Shares in niche TV streamer Swift Networks were on the up today after revealing a 166 per cent jump in earnings.

Swift (ASX:SW1) provides entertainment and video streaming services in sectors such as mining and aged care. Its clients include student accommodation providers and offshore resources sites.

This morning Swift revealed a full-year $2.7 million EBITDA earnings figure – up 166 per cent year-on-year.

The shares hit an intraday high of 40c in early Tuesday trade – up 16 per cent.

Swift generated $20.8 million in cash receipts in FY18 and confirmed it had repaid a $3 million Bankwest loan in the last quarter of the year.

Chief executive Xavier Kris told investors the numbers indicated a “successful year” yielding “exceptional growth in diverse, scalable, recurring earnings”.

Mr Kris told Stockhead the numbers reflected the strength of target markets like hospitality.

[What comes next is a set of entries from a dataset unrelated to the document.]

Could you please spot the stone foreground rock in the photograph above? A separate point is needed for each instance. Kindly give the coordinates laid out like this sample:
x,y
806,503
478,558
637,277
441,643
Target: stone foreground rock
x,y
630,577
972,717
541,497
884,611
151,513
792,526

Those themselves have delivered strong growth. In the hospitality business, we now have over 18,000 hotel rooms in that sector. We’ve had aged care growth of 62 per cent year-on-year,” he said. 

Swift’s gross profit margin for the year increased to 41.7 per cent, while its EBITDA margin jumped from 6 per cent to 12 per cent.

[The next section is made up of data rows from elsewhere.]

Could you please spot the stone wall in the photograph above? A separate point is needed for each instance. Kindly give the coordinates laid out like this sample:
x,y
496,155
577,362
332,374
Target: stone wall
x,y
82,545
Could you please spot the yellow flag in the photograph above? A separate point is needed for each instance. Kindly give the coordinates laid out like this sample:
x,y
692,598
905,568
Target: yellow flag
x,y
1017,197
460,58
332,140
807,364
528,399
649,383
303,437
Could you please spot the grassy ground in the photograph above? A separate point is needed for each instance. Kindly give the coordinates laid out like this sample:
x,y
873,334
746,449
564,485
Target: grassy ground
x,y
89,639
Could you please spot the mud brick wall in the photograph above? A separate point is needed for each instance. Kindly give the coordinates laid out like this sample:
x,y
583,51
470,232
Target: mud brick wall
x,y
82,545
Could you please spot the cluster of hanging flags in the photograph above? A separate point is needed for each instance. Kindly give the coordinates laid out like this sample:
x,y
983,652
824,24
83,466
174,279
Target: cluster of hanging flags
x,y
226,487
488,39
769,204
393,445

The stock hit a year-high of 55c in October when the company announced a reseller agreement with DXC Connect to offer its clients the Swift product suite.

In the March 2018 quarter, the company generated $5.3 million in customer receipts and had close to $4 million in the bank.

Having cleared what was owing on its Bankwest debt facility, the company now has $3 million to draw down if it needs it.

Mr Kris told Stockhead “there’s no concrete plans at present” to dip back into that pool, but said “opportunities could present themselves.” 

Swift Networks (ASX:SW1) share price, past 12 months.The company’s share price hit a year high of 55c last October and was sitting back up as high as 40c at 11.15am on Tuesday.